Part 0. Executive Summary
How do you know which voters to target for a close election? In an election that has been close in many recent elections, how do you maximize your chance of winning? What voting strategies and precincts do you target to efficiently sway an election?
A previous article outlined below described a mathematical methodology on how to win an election. That methodology made an assumption about the cost of obtaining votes in each precinct but did not describe how to arrive at those precinct-by-precinct costs.
This effort uses the framework previously developed but takes the step at arriving at the precinct-by-precinct costs needed to maximize the chance of winning an election. Inherent in the methodology is the use of demographics, the relevance of getting out the vote, and the swaying of fence-sitters or middle-of-vote voters.
Specific precincts are targeted to maximize the chance of winning an election with a cost associated with gaining votes in each precinct. The campaign strategies to win these precincts is guided by the algorithms developed herein.
Part 1. Background
Strategies to target and attract voters come in all shapes and size. Many of these strategies are based upon what worked in the past. One work which is very generic is the NDI Campaign Skills Handbook (Ref. 1) which highlights “…an electoral campaign must target its limited resources only to those voters who are most likely to support it”. In that work there are good qualitative methods to employ but no quantitative methods. On the other hand, there has been a sizeable effort at the term “voting power” related to the possibilities that a given set of votes can affect the outcome of an election (Ref. 2). That work does not yield information related to where to find voters with voting power or how to target them. Finally a big data approach is described in Reference 3 where databases of detailed information on voters is used to decide electoral strategies. To some extent, many big data approaches border on the invasion of privacy and the Reference 3 authors admit “…the most valuable information campaigns acquire comes from the behaviors and direct responses provided by citizens themselves” as opposed to big data methods. Finally, Reference 4 developed a constrained minimization method where the least change in previous voting patterns was developed that could win an election. That effort utilized assumed costs for obtaining additional votes in each precinct.
This approach uses publicly-available data and a constrained function minimization algorithm to determine least cost methods of trying to swing voters from one party to another. The approach provides guidance as to where to target spending (either resources or time) to win an election.
The costs associated with gaining votes in each precinct are obtained by developing a model of the precincts which relies on demographic data. Statistical models of the demographic distributions were used to derive a neural network model for each precinct that yielded the relative cost of obtaining new votes in each precinct. The neural networks can be thought of as finding “inefficiencies” in voting patterns for each precinct similar to an economic inefficiency that can be exploited.

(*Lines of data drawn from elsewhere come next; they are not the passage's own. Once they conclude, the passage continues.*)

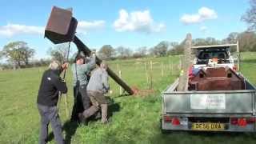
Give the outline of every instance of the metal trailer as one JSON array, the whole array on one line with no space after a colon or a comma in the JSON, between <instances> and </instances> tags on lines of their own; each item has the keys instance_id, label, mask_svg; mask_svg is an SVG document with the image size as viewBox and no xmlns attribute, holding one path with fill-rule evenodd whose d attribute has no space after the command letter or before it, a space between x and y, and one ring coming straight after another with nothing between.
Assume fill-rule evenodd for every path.
<instances>
[{"instance_id":1,"label":"metal trailer","mask_svg":"<svg viewBox=\"0 0 256 144\"><path fill-rule=\"evenodd\" d=\"M177 79L162 93L161 128L166 130L254 132L256 89L176 91Z\"/></svg>"}]
</instances>

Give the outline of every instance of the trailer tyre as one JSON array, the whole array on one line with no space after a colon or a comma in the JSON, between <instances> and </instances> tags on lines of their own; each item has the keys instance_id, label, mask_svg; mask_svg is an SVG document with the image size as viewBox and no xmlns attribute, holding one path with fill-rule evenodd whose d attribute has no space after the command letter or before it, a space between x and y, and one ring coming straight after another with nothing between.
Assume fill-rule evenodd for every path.
<instances>
[{"instance_id":1,"label":"trailer tyre","mask_svg":"<svg viewBox=\"0 0 256 144\"><path fill-rule=\"evenodd\" d=\"M164 130L164 129L162 129L162 118L160 119L160 130L161 130L161 133L162 134L169 134L169 130Z\"/></svg>"}]
</instances>

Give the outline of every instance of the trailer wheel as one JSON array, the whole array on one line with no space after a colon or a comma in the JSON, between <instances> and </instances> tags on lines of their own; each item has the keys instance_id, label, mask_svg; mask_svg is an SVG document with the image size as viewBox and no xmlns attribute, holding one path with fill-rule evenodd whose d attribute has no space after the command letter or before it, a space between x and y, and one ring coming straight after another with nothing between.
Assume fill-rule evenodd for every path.
<instances>
[{"instance_id":1,"label":"trailer wheel","mask_svg":"<svg viewBox=\"0 0 256 144\"><path fill-rule=\"evenodd\" d=\"M164 130L162 129L162 118L160 119L160 130L161 130L161 133L162 134L167 134L170 133L170 130Z\"/></svg>"}]
</instances>

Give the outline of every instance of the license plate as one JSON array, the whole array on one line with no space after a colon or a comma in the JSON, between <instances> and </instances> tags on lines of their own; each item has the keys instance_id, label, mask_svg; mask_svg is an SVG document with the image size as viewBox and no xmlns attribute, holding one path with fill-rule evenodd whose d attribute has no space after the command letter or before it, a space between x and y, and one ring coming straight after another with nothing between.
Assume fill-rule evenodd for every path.
<instances>
[{"instance_id":1,"label":"license plate","mask_svg":"<svg viewBox=\"0 0 256 144\"><path fill-rule=\"evenodd\" d=\"M192 123L192 130L223 130L223 123L210 123L210 122L200 122Z\"/></svg>"}]
</instances>

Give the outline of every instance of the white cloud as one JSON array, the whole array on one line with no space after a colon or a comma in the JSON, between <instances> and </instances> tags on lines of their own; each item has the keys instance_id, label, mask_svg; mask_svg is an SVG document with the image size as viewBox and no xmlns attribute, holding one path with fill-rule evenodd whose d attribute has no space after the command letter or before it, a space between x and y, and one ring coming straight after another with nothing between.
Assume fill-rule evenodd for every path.
<instances>
[{"instance_id":1,"label":"white cloud","mask_svg":"<svg viewBox=\"0 0 256 144\"><path fill-rule=\"evenodd\" d=\"M201 26L200 30L203 33L206 33L208 30L208 27L206 26Z\"/></svg>"},{"instance_id":2,"label":"white cloud","mask_svg":"<svg viewBox=\"0 0 256 144\"><path fill-rule=\"evenodd\" d=\"M214 10L201 7L198 10L198 14L183 14L181 18L181 21L185 24L199 23L208 19L216 19L218 14Z\"/></svg>"},{"instance_id":3,"label":"white cloud","mask_svg":"<svg viewBox=\"0 0 256 144\"><path fill-rule=\"evenodd\" d=\"M98 20L98 21L80 21L78 22L77 32L78 34L87 34L90 30L97 30L99 29L102 29L105 26L105 21Z\"/></svg>"},{"instance_id":4,"label":"white cloud","mask_svg":"<svg viewBox=\"0 0 256 144\"><path fill-rule=\"evenodd\" d=\"M20 24L9 23L6 26L0 26L0 35L12 37L20 34L43 34L44 27L35 26L26 26Z\"/></svg>"},{"instance_id":5,"label":"white cloud","mask_svg":"<svg viewBox=\"0 0 256 144\"><path fill-rule=\"evenodd\" d=\"M119 18L114 22L114 27L119 32L153 33L162 31L166 25L154 22L149 10L133 11L129 14L126 10L121 10Z\"/></svg>"},{"instance_id":6,"label":"white cloud","mask_svg":"<svg viewBox=\"0 0 256 144\"><path fill-rule=\"evenodd\" d=\"M81 21L78 22L77 31L78 34L86 34L90 30L103 28L104 26L105 21ZM6 26L0 26L0 36L10 38L22 34L44 34L44 26L9 23Z\"/></svg>"}]
</instances>

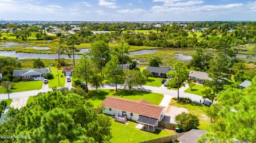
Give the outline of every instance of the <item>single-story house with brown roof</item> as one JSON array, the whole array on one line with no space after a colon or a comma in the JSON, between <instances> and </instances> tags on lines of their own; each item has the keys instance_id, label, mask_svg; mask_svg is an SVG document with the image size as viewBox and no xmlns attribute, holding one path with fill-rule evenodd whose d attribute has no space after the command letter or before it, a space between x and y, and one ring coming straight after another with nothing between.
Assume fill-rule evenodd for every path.
<instances>
[{"instance_id":1,"label":"single-story house with brown roof","mask_svg":"<svg viewBox=\"0 0 256 143\"><path fill-rule=\"evenodd\" d=\"M47 72L51 72L50 67L37 69L14 70L12 76L15 78L19 78L22 81L43 80Z\"/></svg>"},{"instance_id":2,"label":"single-story house with brown roof","mask_svg":"<svg viewBox=\"0 0 256 143\"><path fill-rule=\"evenodd\" d=\"M127 119L138 123L141 130L155 132L165 115L163 106L145 100L132 100L114 97L107 97L101 104L103 113L115 116L115 121L126 123Z\"/></svg>"},{"instance_id":3,"label":"single-story house with brown roof","mask_svg":"<svg viewBox=\"0 0 256 143\"><path fill-rule=\"evenodd\" d=\"M190 71L188 75L190 80L194 80L196 82L204 83L206 80L211 80L208 77L208 73L204 72Z\"/></svg>"},{"instance_id":4,"label":"single-story house with brown roof","mask_svg":"<svg viewBox=\"0 0 256 143\"><path fill-rule=\"evenodd\" d=\"M158 78L167 78L166 74L169 71L175 71L174 69L167 68L148 66L146 70L151 72L154 77Z\"/></svg>"},{"instance_id":5,"label":"single-story house with brown roof","mask_svg":"<svg viewBox=\"0 0 256 143\"><path fill-rule=\"evenodd\" d=\"M63 66L62 72L64 73L64 75L66 75L67 74L69 74L70 75L72 75L73 73L73 66Z\"/></svg>"},{"instance_id":6,"label":"single-story house with brown roof","mask_svg":"<svg viewBox=\"0 0 256 143\"><path fill-rule=\"evenodd\" d=\"M192 129L177 138L180 143L197 143L197 140L207 131Z\"/></svg>"}]
</instances>

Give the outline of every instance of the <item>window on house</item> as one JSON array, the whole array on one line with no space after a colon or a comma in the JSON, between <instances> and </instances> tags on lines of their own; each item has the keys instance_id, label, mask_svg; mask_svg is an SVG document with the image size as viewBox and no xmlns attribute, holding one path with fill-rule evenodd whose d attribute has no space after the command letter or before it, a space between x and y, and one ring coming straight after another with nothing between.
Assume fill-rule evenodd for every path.
<instances>
[{"instance_id":1,"label":"window on house","mask_svg":"<svg viewBox=\"0 0 256 143\"><path fill-rule=\"evenodd\" d=\"M25 79L29 79L30 77L29 77L29 75L26 75L25 76Z\"/></svg>"}]
</instances>

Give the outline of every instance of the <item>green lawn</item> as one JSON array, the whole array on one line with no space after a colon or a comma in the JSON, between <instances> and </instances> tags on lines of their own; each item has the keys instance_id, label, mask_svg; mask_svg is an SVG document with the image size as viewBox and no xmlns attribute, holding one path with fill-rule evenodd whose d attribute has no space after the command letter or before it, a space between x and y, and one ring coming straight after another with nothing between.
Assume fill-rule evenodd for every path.
<instances>
[{"instance_id":1,"label":"green lawn","mask_svg":"<svg viewBox=\"0 0 256 143\"><path fill-rule=\"evenodd\" d=\"M63 87L66 83L66 78L62 73L62 70L59 70L59 77L60 79L60 85L58 79L57 69L55 67L51 67L51 71L53 74L54 78L49 80L49 88L53 88L55 87ZM63 75L61 77L61 75Z\"/></svg>"},{"instance_id":2,"label":"green lawn","mask_svg":"<svg viewBox=\"0 0 256 143\"><path fill-rule=\"evenodd\" d=\"M161 83L163 79L164 79L149 77L148 81L146 83L145 85L154 87L161 87L163 85Z\"/></svg>"},{"instance_id":3,"label":"green lawn","mask_svg":"<svg viewBox=\"0 0 256 143\"><path fill-rule=\"evenodd\" d=\"M111 132L113 138L111 142L138 142L173 134L172 131L164 129L156 130L151 133L140 130L135 128L137 123L130 121L128 124L118 123L111 119Z\"/></svg>"},{"instance_id":4,"label":"green lawn","mask_svg":"<svg viewBox=\"0 0 256 143\"><path fill-rule=\"evenodd\" d=\"M42 86L42 81L21 81L13 83L13 89L10 89L10 91L11 92L15 92L37 90L41 89ZM0 88L0 94L4 93L5 90L5 89L3 87L1 87Z\"/></svg>"},{"instance_id":5,"label":"green lawn","mask_svg":"<svg viewBox=\"0 0 256 143\"><path fill-rule=\"evenodd\" d=\"M119 89L117 93L114 90L98 90L96 93L95 90L91 90L90 100L93 103L94 107L98 107L102 103L107 97L116 97L131 100L145 99L154 104L159 105L164 97L164 95L160 94L153 93L147 91L133 91Z\"/></svg>"},{"instance_id":6,"label":"green lawn","mask_svg":"<svg viewBox=\"0 0 256 143\"><path fill-rule=\"evenodd\" d=\"M184 104L177 102L177 99L173 98L170 103L171 106L174 106L178 107L183 107L188 110L189 113L191 113L198 117L200 125L198 128L201 130L209 131L210 130L210 120L205 115L207 108L194 102L191 104Z\"/></svg>"},{"instance_id":7,"label":"green lawn","mask_svg":"<svg viewBox=\"0 0 256 143\"><path fill-rule=\"evenodd\" d=\"M185 92L188 92L188 93L190 93L190 94L196 94L196 95L203 96L203 95L201 92L201 91L202 90L203 90L204 89L204 86L196 85L194 87L193 87L192 90L191 90L190 88L189 88L187 89L185 91Z\"/></svg>"},{"instance_id":8,"label":"green lawn","mask_svg":"<svg viewBox=\"0 0 256 143\"><path fill-rule=\"evenodd\" d=\"M29 103L30 103L34 101L35 99L34 96L30 96L29 98L28 98L28 100L27 101L27 104L28 104Z\"/></svg>"}]
</instances>

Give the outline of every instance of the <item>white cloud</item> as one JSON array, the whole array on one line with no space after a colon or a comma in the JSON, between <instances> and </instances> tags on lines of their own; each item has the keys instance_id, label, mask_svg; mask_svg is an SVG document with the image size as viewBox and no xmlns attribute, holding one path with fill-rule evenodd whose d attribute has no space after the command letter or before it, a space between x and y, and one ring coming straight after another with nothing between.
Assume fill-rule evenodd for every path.
<instances>
[{"instance_id":1,"label":"white cloud","mask_svg":"<svg viewBox=\"0 0 256 143\"><path fill-rule=\"evenodd\" d=\"M89 4L86 2L81 2L81 3L84 4L84 5L86 6L92 6L92 5Z\"/></svg>"},{"instance_id":2,"label":"white cloud","mask_svg":"<svg viewBox=\"0 0 256 143\"><path fill-rule=\"evenodd\" d=\"M116 12L120 13L124 13L124 14L138 14L144 12L145 10L141 9L135 9L133 10L131 9L126 9L123 10L119 10L117 11Z\"/></svg>"},{"instance_id":3,"label":"white cloud","mask_svg":"<svg viewBox=\"0 0 256 143\"><path fill-rule=\"evenodd\" d=\"M68 9L69 11L79 11L78 9Z\"/></svg>"},{"instance_id":4,"label":"white cloud","mask_svg":"<svg viewBox=\"0 0 256 143\"><path fill-rule=\"evenodd\" d=\"M58 5L48 5L47 6L58 9L62 8L62 6Z\"/></svg>"},{"instance_id":5,"label":"white cloud","mask_svg":"<svg viewBox=\"0 0 256 143\"><path fill-rule=\"evenodd\" d=\"M153 2L164 2L164 5L166 6L187 6L200 4L204 3L204 1L201 0L154 0Z\"/></svg>"},{"instance_id":6,"label":"white cloud","mask_svg":"<svg viewBox=\"0 0 256 143\"><path fill-rule=\"evenodd\" d=\"M110 9L116 9L120 7L120 6L117 6L115 2L107 2L106 0L99 0L99 5L106 6L108 8Z\"/></svg>"}]
</instances>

The 36th Assembly District of the state of California provides a fun and competitive example of voter-flipping strategies. The district itself is located northeast of the city of Los Angeles and is a primary exurb of Los Angeles located in the Antelope Valley. Every two years since 2012, the same two Democrat and Republican candidates have been competing against each other in the general elections. Each having beat back challengers within their own primaries during various years. Other pertinent data related to this race are given in Reference 4.
For the 36th Assembly District, the demographics associated with it and past voting patterns will be used here to derive a strategy to win an election that was lost in the previous voting cycle.
Part 2. Methodology
California Assembly District voting results from the March 2020 primary were obtained from Reference 5. These results contained the number of votes cast for the Democratic party candidates and the Republican party candidates by precinct. The raw votes were converted to percent Democrat and percent Republican vote for each precinct. The possibility of outlier precincts due to small vote totals were removed by eliminating any precincts with less than twenty total votes cast.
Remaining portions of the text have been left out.